À quelques jours de l’entrée en lice des Grenadiers à la Coupe du Monde 2026, la sélection haïtienne a été contrainte d’apporter des modifications de dernière minute à son maillot officiel.
Selon les informations disponibles, la FIFA n’a pas validé certains éléments visuels présents sur la tenue conçue par l’équipementier Saeta. L’instance dirigeante du football mondial aurait estimé que ces motifs pouvaient donner lieu à des interprétations incompatibles avec les principes de neutralité qu’elle impose lors de ses compétitions officielles.
Dans un communiqué, Saeta a affirmé respecter pleinement les directives de la FIFA et a confirmé avoir procédé aux ajustements nécessaires. La marque a toutefois précisé que le design initial ne véhiculait aucun message politique et qu’il avait été imaginé dans une démarche purement culturelle et esthétique.
Pourquoi la FIFA intervient-elle dans le design des maillots ?

La FIFA applique des règles strictes concernant les équipements utilisés lors de ses tournois. À travers les Lois du Jeu, notamment la Loi 4 relative à l’équipement des joueurs, elle interdit toute présence de slogans, déclarations ou images à caractère politique, religieux ou personnel sur les tenues officielles. (www.thefa.com)

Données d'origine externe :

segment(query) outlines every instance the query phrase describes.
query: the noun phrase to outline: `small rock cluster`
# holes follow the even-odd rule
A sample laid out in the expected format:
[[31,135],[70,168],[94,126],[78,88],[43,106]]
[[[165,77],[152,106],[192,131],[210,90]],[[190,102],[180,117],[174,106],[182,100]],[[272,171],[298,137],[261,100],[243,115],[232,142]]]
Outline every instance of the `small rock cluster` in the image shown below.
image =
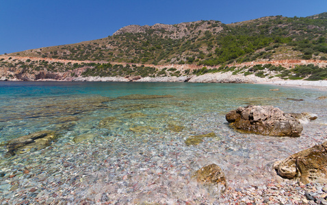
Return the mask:
[[238,131],[263,135],[300,137],[303,130],[296,118],[272,106],[240,107],[228,113],[226,120]]
[[327,204],[327,184],[278,182],[228,189],[220,204]]

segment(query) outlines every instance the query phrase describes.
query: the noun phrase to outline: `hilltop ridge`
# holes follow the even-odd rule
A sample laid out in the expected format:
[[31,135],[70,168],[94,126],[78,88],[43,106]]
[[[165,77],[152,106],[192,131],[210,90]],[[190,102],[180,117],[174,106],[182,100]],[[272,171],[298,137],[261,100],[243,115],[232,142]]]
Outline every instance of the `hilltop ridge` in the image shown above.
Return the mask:
[[[19,57],[40,60],[31,62]],[[14,57],[16,62],[13,61]],[[282,78],[326,79],[326,66],[322,66],[324,63],[309,62],[327,60],[327,12],[308,17],[266,16],[227,25],[211,20],[175,25],[129,25],[107,38],[13,53],[2,58],[2,77],[9,79],[33,76],[32,73],[38,74],[40,70],[68,72],[72,77],[142,77],[233,71],[261,77],[276,75]],[[58,65],[56,62],[57,64],[51,64],[55,63],[49,63],[51,59],[76,62]],[[293,64],[283,67],[274,63],[292,60],[307,62],[304,66],[309,68],[301,69],[309,71],[300,73],[292,70],[296,68]],[[73,64],[76,65],[73,66]],[[102,67],[98,65],[101,64],[104,64]],[[113,66],[119,64],[125,66]],[[259,64],[261,66],[253,68]],[[124,67],[127,65],[129,67]],[[241,66],[243,67],[239,68]],[[283,68],[269,68],[272,66]],[[144,68],[146,67],[152,68],[145,70]],[[179,68],[182,67],[182,70]],[[84,68],[83,74],[70,72],[77,68]],[[237,68],[237,72],[235,68]],[[274,75],[268,72],[270,69],[276,71]],[[19,76],[15,77],[18,72]]]

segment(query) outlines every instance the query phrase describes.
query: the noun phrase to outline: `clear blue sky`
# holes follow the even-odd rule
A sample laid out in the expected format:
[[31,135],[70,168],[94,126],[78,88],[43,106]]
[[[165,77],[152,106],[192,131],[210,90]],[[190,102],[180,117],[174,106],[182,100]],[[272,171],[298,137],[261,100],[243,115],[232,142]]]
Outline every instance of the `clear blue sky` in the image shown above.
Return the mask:
[[1,0],[0,54],[112,36],[129,25],[231,23],[327,12],[327,0]]

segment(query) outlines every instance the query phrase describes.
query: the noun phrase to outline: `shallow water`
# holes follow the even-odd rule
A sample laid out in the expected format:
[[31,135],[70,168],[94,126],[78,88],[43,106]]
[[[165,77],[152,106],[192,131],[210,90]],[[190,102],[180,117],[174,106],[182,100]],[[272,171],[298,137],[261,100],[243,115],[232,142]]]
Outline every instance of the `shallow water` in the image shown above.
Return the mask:
[[[278,178],[272,164],[325,140],[326,92],[268,85],[185,83],[0,82],[0,141],[41,131],[58,138],[40,150],[5,157],[0,148],[1,202],[168,204],[214,202],[212,187],[192,178],[215,163],[228,186]],[[143,100],[129,94],[172,95]],[[110,98],[109,99],[108,98]],[[294,101],[287,98],[303,99]],[[243,134],[224,115],[247,105],[311,112],[299,138]],[[183,130],[172,131],[176,126]],[[213,132],[198,145],[194,135]],[[76,139],[86,136],[85,140]],[[28,173],[24,172],[28,170]]]

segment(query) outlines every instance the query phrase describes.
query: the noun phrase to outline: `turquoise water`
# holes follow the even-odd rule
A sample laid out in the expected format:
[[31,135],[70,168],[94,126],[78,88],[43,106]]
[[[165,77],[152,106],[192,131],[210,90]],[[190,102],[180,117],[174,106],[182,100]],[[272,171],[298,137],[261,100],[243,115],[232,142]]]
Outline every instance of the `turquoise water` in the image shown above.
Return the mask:
[[[269,91],[274,88],[280,91]],[[130,94],[172,96],[118,98]],[[196,193],[204,189],[214,200],[209,191],[194,182],[192,173],[214,162],[231,187],[274,177],[267,165],[326,139],[326,102],[315,100],[322,96],[327,92],[268,85],[0,82],[1,144],[42,131],[57,135],[49,146],[15,156],[0,148],[0,198],[14,204],[26,198],[78,204],[105,195],[111,202],[133,204],[199,197]],[[305,125],[297,139],[238,133],[228,127],[224,115],[247,105],[311,112],[318,119]],[[174,126],[182,130],[172,130]],[[216,137],[198,145],[185,143],[190,136],[212,132]],[[77,139],[79,136],[83,140]],[[170,188],[161,190],[164,185]],[[37,191],[30,193],[32,187]],[[25,198],[14,200],[18,193]]]

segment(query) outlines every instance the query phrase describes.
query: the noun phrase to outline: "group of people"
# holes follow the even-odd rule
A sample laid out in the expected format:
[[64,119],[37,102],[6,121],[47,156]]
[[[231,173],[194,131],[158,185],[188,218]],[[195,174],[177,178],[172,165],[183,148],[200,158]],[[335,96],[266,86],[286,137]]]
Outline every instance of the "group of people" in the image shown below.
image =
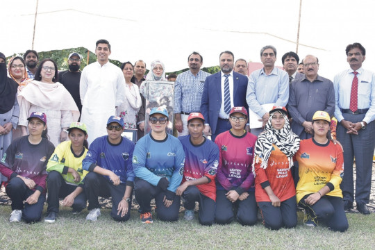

L’objectif affiché est de préserver la neutralité des compétitions et d’éviter que le football ne devienne une tribune pour des messages susceptibles de créer des divisions ou des controverses.
Au fil des années, la FIFA a déjà appliqué ce principe à plusieurs reprises, refusant ou limitant l’utilisation de certains brassards, messages ou éléments graphiques jugés contraires à son règlement. (lawinsport.com)
Un nouveau maillot déjà adopté
Les modifications demandées ont déjà été effectuées. Les joueurs haïtiens ont réalisé leurs séances photos officielles avec la nouvelle version de la tunique, celle qui sera portée lors du premier match des Grenadiers face à l’Écosse.
Si cette décision a suscité de nombreuses réactions parmi les supporters, elle rappelle surtout l’importance du processus de validation imposé par la FIFA avant chaque Coupe du Monde.
Pour Haïti, l’essentiel reste désormais ailleurs : se concentrer sur le terrain et écrire une nouvelle page de son histoire dans la plus prestigieuse des compétitions du football mondial.